Our WT1-KTS DNA binding motif differs from that described by Nakagama et al.(1995). However, we used a different assay than Nakagama et al.(1995) to define the WT1-KTS and WT1+KTS binding motifs. We believe that our functional assay is more sensitive, because it is based on in vivo binding whereas Nakagama et al.(1995) used only in vitro methods. EMSA conditions play a key role in the formation of DNA-protein complexes and do not necessarily mimic in vivo conditions. Our data also differ from those of Wang et al.(1993) in that the binding of WT1-KTS to only one WT1 binding motif did not activate transcription of the WT1 promoter and WT1-KTS neither activated nor repressed transcription from the WT1 minimal promoter. This discrepancy may be due to the type of promoter being assayed. The GC-rich WT1 promoter has no TATA box to direct transcriptional initiation from a single site. It should also be noted that other investigators examining TATA-less, GC-rich promoters (Drummond et al., 1992) have also failed to find transcriptional modulation by WT1 when only one WT1 binding site was present.
It has been argued that WT1 binding sites are required both
upstream and downstream of the transcriptional start site for
transcriptional repression by WT1 (Drummond et al., 1992).

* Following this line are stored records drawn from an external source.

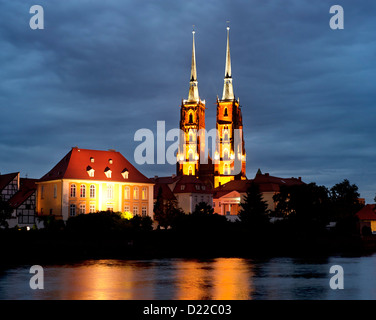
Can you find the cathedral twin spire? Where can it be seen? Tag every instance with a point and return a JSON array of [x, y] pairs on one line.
[[193, 87], [228, 90]]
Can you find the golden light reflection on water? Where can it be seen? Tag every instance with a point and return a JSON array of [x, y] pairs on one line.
[[220, 279], [179, 279]]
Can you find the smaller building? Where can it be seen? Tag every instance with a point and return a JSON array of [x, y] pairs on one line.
[[367, 218], [228, 197], [20, 193]]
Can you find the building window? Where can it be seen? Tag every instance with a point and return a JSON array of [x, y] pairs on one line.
[[144, 193], [135, 193], [125, 173], [90, 171], [82, 208], [73, 190], [127, 193], [83, 191], [110, 192], [108, 172], [190, 155], [92, 191], [72, 210]]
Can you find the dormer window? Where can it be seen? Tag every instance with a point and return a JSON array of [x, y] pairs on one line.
[[108, 172], [90, 171], [125, 173]]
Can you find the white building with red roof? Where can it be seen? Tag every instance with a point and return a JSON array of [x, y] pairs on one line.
[[92, 180], [20, 194]]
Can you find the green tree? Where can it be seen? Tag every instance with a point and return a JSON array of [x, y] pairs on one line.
[[345, 205], [345, 200], [5, 213], [166, 211], [254, 210]]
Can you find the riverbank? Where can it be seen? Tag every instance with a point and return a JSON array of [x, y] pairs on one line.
[[39, 247]]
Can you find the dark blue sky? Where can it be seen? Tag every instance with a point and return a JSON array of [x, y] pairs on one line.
[[100, 70]]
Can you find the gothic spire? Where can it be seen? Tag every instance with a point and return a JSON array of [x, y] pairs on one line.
[[228, 90], [193, 87]]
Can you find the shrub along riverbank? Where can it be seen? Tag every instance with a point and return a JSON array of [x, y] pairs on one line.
[[107, 235]]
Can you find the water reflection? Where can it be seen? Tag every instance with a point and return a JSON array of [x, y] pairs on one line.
[[218, 279]]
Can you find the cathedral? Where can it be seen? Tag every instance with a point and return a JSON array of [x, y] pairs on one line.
[[228, 160]]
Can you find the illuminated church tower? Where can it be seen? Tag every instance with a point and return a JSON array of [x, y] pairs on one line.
[[230, 155], [192, 119]]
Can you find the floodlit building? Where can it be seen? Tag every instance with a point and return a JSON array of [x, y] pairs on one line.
[[186, 190], [92, 180], [367, 218], [228, 197], [229, 141], [20, 194]]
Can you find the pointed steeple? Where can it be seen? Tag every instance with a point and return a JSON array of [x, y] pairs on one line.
[[193, 85], [228, 90]]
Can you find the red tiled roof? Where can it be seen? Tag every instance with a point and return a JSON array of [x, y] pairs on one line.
[[75, 164], [27, 188], [367, 212], [191, 184], [5, 179]]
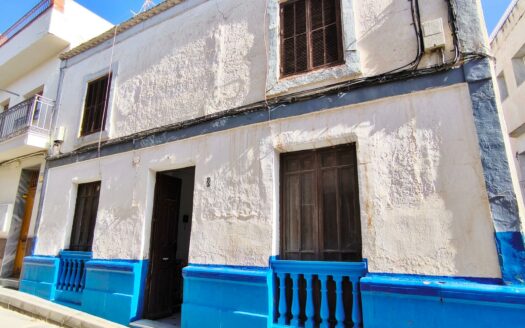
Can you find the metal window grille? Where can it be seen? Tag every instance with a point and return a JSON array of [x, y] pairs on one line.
[[311, 36]]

Our
data do not support this hypothesis; both WT1+KTS binding sites in
the minimal promoter were upstream of the major transcriptional start
site in the minimal promoter (Fig. 1). In both the EGR1 and
transforming growth factor 1 promoters (Madden et al.,
1991; Dey et al., 1994), the only WT1 binding sites are
upstream of the transcriptional start site. These promoters are also
repressed by WT1-KTS. It appears that multiple WT1 binding motifs
are required for transcriptional repression by WT1 but that the
multiple sites can be upstream of the transcriptional start site.

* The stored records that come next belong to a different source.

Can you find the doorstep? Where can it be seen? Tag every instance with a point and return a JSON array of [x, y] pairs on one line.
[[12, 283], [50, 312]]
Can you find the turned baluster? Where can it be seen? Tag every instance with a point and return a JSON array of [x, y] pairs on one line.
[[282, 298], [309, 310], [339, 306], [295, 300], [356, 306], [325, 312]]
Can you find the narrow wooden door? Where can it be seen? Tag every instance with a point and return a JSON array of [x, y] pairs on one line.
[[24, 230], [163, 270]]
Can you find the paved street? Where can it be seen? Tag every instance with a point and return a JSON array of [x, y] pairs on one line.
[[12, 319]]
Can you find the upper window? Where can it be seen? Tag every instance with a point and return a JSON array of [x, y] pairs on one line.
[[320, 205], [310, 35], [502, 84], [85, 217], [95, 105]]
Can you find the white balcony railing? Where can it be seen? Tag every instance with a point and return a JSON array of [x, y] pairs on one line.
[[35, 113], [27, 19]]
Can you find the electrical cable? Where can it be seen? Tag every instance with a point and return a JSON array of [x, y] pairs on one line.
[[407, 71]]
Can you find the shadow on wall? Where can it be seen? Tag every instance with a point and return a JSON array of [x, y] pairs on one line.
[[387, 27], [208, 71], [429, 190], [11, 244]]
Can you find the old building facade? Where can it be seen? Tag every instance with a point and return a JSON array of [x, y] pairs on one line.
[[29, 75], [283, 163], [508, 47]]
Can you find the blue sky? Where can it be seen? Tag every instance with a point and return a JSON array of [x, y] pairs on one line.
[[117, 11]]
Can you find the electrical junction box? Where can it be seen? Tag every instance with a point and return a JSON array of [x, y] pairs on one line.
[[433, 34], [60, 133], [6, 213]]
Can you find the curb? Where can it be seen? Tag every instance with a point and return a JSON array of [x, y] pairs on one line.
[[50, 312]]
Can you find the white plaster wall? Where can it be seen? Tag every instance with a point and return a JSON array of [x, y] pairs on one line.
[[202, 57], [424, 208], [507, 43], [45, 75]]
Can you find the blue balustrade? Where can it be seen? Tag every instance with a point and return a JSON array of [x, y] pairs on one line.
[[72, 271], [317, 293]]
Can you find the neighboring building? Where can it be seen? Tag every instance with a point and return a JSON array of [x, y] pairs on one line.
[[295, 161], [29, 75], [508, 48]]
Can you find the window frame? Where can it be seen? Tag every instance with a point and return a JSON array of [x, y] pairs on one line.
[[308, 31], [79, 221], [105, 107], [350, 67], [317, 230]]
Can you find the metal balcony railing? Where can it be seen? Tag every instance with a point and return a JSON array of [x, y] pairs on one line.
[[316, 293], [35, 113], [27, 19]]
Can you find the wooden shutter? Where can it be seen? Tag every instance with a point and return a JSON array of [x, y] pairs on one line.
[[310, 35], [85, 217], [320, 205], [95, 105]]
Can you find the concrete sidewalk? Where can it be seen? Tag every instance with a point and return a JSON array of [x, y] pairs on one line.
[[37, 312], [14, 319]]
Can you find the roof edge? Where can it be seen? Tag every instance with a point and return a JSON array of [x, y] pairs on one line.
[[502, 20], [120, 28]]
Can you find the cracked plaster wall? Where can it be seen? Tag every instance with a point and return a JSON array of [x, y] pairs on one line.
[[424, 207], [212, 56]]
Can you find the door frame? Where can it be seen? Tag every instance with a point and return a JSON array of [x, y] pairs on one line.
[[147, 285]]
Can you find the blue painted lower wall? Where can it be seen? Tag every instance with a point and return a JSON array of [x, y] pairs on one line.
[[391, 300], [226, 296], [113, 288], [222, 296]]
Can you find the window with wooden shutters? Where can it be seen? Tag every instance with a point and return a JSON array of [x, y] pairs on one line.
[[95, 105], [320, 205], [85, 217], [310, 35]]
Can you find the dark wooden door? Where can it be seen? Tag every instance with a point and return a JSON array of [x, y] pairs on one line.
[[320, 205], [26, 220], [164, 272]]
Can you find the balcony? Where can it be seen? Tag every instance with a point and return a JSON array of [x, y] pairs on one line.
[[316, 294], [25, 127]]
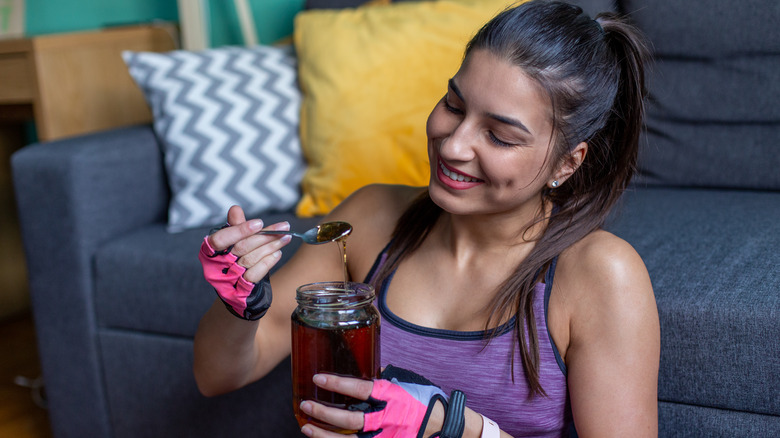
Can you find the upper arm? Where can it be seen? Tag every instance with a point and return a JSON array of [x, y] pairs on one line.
[[614, 347]]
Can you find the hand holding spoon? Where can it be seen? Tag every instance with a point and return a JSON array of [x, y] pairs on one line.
[[322, 233]]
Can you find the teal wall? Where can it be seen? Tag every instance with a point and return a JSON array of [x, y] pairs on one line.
[[273, 18]]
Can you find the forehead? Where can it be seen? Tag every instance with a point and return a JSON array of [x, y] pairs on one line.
[[492, 84]]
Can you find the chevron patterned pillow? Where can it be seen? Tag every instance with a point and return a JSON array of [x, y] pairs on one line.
[[227, 120]]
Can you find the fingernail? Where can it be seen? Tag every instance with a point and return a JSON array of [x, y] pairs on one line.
[[256, 225], [319, 379]]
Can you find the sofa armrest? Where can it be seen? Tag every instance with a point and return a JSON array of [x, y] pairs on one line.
[[72, 196]]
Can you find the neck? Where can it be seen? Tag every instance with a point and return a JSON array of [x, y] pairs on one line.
[[510, 236]]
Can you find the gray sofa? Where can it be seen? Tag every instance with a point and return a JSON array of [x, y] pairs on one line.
[[117, 299]]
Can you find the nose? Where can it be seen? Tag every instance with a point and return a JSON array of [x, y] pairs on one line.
[[460, 144]]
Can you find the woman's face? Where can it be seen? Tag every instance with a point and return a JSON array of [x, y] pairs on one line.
[[489, 139]]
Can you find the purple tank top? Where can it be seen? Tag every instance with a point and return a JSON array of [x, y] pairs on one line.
[[459, 360]]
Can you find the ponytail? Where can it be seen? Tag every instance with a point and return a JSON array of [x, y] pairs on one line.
[[594, 73]]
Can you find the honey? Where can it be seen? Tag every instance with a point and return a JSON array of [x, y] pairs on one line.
[[335, 330]]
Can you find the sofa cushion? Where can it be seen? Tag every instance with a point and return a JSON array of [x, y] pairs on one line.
[[713, 117], [227, 120], [712, 260], [140, 279]]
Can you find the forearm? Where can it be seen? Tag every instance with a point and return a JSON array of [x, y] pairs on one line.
[[225, 352]]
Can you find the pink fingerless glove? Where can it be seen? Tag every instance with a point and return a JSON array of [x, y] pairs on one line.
[[244, 299], [401, 403]]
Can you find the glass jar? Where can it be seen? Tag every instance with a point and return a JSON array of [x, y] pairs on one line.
[[335, 329]]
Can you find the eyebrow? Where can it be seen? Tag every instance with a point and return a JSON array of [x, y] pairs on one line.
[[503, 119]]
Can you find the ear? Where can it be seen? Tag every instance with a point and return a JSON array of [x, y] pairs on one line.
[[569, 165]]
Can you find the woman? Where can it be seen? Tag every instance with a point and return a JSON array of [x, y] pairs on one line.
[[495, 280]]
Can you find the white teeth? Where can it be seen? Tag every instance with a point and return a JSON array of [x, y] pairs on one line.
[[455, 176]]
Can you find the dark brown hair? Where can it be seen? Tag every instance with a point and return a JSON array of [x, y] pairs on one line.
[[593, 73]]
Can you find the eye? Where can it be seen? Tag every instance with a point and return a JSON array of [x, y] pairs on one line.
[[497, 141]]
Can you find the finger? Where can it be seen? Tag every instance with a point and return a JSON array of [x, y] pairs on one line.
[[236, 215], [227, 237], [260, 265], [351, 386], [255, 241], [339, 418], [313, 431]]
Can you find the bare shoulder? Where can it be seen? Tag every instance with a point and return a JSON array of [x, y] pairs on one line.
[[611, 336], [605, 267], [605, 289]]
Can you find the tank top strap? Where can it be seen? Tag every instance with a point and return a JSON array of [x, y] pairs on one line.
[[549, 277]]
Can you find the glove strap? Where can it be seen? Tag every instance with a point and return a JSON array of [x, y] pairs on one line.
[[455, 418], [431, 404]]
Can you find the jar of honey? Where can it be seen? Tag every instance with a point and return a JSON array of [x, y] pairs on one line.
[[335, 330]]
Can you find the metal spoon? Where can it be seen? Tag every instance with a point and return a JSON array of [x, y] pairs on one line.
[[322, 233]]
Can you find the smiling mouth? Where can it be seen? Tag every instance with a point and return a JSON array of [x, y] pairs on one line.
[[456, 176]]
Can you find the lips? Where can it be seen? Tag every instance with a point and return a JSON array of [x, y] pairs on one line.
[[454, 179]]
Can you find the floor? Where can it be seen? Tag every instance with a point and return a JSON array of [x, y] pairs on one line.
[[20, 416]]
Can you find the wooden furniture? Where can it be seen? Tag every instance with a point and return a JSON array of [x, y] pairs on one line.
[[76, 83]]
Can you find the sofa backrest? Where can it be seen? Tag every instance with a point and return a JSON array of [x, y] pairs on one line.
[[714, 112]]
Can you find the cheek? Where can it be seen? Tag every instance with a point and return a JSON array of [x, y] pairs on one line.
[[438, 124]]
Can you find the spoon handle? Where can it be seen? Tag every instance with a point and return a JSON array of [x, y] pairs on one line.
[[278, 232]]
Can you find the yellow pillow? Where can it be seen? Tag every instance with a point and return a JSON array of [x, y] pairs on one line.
[[370, 77]]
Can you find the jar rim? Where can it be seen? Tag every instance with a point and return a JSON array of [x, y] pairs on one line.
[[334, 294]]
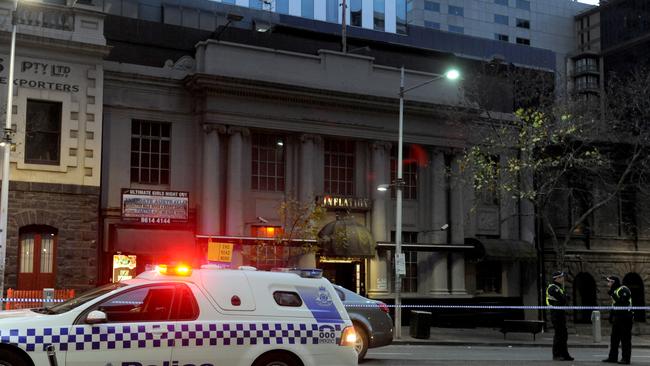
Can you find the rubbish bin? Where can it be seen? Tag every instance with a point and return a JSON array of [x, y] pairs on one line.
[[420, 326]]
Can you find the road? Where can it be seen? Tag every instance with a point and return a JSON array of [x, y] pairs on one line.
[[489, 356]]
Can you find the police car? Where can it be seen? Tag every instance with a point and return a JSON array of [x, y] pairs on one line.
[[176, 316]]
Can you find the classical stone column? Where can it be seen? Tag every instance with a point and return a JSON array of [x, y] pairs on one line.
[[440, 284], [235, 182], [306, 178], [377, 270], [210, 193], [457, 227], [235, 188]]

It is not clear how WT1 functions as a transcriptional repressor, although experiments by Madden et al.(1993) have demonstrated that the proline-rich exon 1 can mediate repression when fused to Gal4. It appears that two WT1 proteins are required to repress transcription, possibly by interfering with recruitment and/or stabilizing the formation of the initiation complex.

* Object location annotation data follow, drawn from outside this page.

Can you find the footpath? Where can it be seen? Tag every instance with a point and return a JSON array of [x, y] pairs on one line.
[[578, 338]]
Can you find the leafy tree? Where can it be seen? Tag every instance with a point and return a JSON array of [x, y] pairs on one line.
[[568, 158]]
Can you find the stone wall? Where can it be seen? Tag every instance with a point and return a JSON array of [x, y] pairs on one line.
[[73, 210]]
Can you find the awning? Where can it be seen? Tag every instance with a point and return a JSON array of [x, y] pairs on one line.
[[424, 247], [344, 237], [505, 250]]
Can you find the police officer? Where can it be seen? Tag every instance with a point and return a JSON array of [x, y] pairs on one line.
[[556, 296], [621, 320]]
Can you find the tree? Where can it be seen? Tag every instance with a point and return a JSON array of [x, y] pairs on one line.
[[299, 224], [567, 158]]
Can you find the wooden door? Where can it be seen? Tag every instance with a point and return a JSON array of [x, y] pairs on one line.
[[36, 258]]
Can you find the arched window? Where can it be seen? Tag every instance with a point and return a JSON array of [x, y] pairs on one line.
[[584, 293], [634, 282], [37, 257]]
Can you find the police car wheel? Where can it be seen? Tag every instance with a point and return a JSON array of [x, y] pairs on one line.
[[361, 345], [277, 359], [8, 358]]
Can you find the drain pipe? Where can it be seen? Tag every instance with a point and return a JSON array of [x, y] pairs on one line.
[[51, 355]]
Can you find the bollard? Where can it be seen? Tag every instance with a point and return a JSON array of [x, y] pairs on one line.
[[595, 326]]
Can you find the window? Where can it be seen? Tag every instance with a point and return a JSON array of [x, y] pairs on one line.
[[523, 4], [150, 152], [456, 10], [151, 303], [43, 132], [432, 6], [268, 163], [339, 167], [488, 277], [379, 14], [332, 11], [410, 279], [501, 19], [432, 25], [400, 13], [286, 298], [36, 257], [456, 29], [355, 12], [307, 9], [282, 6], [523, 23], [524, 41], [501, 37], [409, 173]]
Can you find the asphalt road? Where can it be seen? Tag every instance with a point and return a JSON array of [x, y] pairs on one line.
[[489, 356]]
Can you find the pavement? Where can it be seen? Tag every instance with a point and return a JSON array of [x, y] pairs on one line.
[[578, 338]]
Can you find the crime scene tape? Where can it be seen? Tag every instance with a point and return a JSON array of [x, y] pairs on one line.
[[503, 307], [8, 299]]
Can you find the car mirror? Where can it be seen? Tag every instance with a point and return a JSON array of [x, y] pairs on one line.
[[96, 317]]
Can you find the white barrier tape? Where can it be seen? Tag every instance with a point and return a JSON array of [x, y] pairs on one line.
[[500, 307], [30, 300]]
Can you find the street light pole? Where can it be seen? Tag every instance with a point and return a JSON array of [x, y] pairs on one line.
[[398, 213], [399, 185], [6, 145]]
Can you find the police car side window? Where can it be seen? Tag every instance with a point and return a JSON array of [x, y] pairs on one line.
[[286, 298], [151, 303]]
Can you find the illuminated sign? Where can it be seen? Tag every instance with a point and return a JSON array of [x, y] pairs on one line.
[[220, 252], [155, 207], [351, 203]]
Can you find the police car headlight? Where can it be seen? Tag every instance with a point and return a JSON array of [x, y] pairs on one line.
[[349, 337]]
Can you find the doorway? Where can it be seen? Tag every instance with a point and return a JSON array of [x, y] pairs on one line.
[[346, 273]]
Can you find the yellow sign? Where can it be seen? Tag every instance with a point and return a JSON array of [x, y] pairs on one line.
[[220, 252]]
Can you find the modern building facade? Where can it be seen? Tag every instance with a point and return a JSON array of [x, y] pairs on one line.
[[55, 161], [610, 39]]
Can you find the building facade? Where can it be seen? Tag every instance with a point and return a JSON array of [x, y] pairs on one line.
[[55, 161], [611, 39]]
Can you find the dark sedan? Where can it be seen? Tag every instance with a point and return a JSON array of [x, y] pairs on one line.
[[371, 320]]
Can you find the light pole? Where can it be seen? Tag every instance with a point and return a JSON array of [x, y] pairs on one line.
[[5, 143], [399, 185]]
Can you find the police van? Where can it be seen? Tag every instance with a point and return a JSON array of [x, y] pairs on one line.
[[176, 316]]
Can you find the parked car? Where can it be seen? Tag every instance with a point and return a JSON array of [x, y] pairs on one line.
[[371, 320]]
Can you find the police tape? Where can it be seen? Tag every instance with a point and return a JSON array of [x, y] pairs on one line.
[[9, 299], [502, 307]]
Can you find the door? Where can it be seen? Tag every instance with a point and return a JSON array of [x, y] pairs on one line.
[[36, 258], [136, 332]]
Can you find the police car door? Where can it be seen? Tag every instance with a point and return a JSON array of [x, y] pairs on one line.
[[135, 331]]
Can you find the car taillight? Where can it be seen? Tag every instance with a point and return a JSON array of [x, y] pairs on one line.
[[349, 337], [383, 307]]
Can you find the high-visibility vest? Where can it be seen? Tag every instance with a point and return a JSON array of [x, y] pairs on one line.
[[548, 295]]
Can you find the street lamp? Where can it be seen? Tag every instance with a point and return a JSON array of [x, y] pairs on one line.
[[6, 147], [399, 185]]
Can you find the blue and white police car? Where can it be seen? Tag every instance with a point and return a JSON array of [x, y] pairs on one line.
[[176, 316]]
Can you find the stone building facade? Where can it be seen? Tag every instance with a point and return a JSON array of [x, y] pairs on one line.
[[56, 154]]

We defined differential consensus DNA binding motifs for WT1 based on a functional assay that can discriminate between WT1-KTS and WT1+KTS binding. By identifying different DNA binding motifs for different splice isoforms of WT1, we have increased the number of potential targets of WT1. Use of multiple WT1 binding sites within a promoter as well as the presence of both WT1 splice isoforms may allow for fine control of transcriptional regulation. Given that WT1+KTS is the predominant splice isoform and binds to sites not recognized by WT1-KTS, identification of the target genes of WT1+KTS may reveal how WT1 regulates cell growth and differentiation.